HIZLI BİR GELİŞİM VAR
SMR teknolojisi dünya genelinde hızla ilerlemekte. ABD, 2030 yılına kadar 10'dan fazla SMR kurulumu gerçekleştirmeyi planlıyor. Kanada, 2035 yılına kadar 300 megavat kapasiteli ilk SMR projesini devreye almayı hedeflıyor. Güney Kore, yerli SMR tasarımı olan SMART'ı geliştirmekle birlikte, ihraç etmeyi planlamakta. Fransa'da ise SMR Ar-Ge çalışmaları hız kazandı. ABD, Kanada, Güney Kore ve Fransa bu alanda öncü yatırımlar yaparken, Türkiye’nin de yasal düzenlemeyle bu sürece erken katılımı, uluslararası rekabet gücünü artıracak önemli bir adım olarak değerlendiriliyor.
ÜÇ AŞAMALI PLAN
Türkiye'nin, kısa vadede kanun teklifini yasalaştırmayı ve yatırım modelini netleştirmeyi, ilk özel sektör-kamu iş birliği ile SMR projelerinin fizibilite çalışmalarını başlatmayı, teknoloji transferi ve uluslararası ortaklıkları imzalamayı, yerli sanayi için ilk tedarik zincirinin kurulmasını planladığı bildirilmektedir.
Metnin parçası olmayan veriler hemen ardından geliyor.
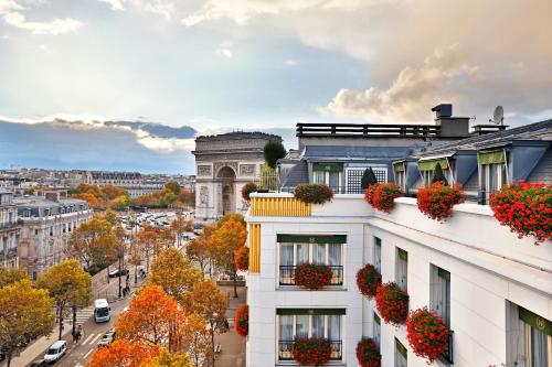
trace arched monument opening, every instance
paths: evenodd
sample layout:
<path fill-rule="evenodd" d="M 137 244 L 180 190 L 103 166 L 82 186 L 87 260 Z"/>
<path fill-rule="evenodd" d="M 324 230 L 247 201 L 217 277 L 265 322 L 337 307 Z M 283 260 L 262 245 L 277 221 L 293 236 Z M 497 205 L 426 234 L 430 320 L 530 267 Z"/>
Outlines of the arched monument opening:
<path fill-rule="evenodd" d="M 223 166 L 219 174 L 219 195 L 221 199 L 219 203 L 222 204 L 222 215 L 235 212 L 235 186 L 236 186 L 236 173 L 230 166 Z"/>

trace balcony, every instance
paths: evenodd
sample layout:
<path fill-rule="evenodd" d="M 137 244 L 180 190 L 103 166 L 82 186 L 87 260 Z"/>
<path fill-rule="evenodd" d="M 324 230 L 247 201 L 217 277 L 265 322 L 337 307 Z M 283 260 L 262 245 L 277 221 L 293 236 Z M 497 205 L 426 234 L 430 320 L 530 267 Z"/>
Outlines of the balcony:
<path fill-rule="evenodd" d="M 330 285 L 343 285 L 343 266 L 329 266 L 331 269 Z M 295 285 L 295 269 L 297 266 L 280 266 L 279 267 L 279 284 Z"/>
<path fill-rule="evenodd" d="M 293 360 L 294 359 L 294 341 L 279 341 L 278 342 L 278 359 Z M 330 341 L 331 360 L 341 360 L 343 355 L 343 343 L 341 341 Z"/>

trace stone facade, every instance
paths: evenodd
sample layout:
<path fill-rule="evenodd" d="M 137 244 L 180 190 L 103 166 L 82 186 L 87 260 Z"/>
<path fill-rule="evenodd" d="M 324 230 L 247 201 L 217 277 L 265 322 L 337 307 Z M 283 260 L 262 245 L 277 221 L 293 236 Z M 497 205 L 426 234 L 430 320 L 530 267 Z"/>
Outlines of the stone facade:
<path fill-rule="evenodd" d="M 195 217 L 216 219 L 227 213 L 245 213 L 241 190 L 257 181 L 267 141 L 282 138 L 262 132 L 230 132 L 195 139 Z"/>

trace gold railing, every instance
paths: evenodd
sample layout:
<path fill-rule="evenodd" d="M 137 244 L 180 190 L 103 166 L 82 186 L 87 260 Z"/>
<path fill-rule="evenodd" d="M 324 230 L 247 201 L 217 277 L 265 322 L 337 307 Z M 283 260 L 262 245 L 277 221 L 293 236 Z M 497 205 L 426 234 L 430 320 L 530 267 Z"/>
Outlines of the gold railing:
<path fill-rule="evenodd" d="M 250 273 L 261 272 L 261 225 L 250 224 Z"/>
<path fill-rule="evenodd" d="M 252 216 L 274 217 L 309 217 L 312 208 L 310 204 L 299 202 L 295 197 L 252 197 Z"/>

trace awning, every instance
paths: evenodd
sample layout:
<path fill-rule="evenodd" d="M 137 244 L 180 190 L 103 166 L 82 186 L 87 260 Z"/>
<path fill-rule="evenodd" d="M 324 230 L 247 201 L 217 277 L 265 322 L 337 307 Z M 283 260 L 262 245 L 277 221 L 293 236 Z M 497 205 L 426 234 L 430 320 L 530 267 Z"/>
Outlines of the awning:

Orta vadede, ilk SMR ünitelerinin devreye alınması, özellikle sanayi bölgeleri, maden işletmeleri ve yoğun enerji tüketen fabrikalar gibi alanlarda SMR'nin rolünün artırılması, yerli sanayi katkısının yüzde 40-50 seviyelerine çıkarılması ile bölge ülkelerine SMR teknolojisi ihraç etme potansiyelinin başlaması hedefleniyor. Uzun vadede ise 5 bin MW’lık SMR kapasitesinin büyük ölçüde tamamlanması, 2053 Net Sıfır Karbon vizyonuna nükleerin doğrudan katkı sağlaması, yerli SMR tasarımlarının geliştirilip ihracata yönelik bir ülke konumuna gelinmesi amaçlanıyor.
ENERJİ DÖNÜŞÜMÜNDE STRATEJİK ADIM
Türkiye, rüzgâr enerji alanında 14 bin megavat, güneş enerjisinde ise 26 bin megavat kurulu güç kapasitesine ulaşmış durumda. Yeni düzenlemeyle nükleer enerjiye özel sektör katılımının sağlanması, enerji arz güvenliği, çeşitlilik ve sürdürülebilirlik hedeflerine önemli katkılar sunacak.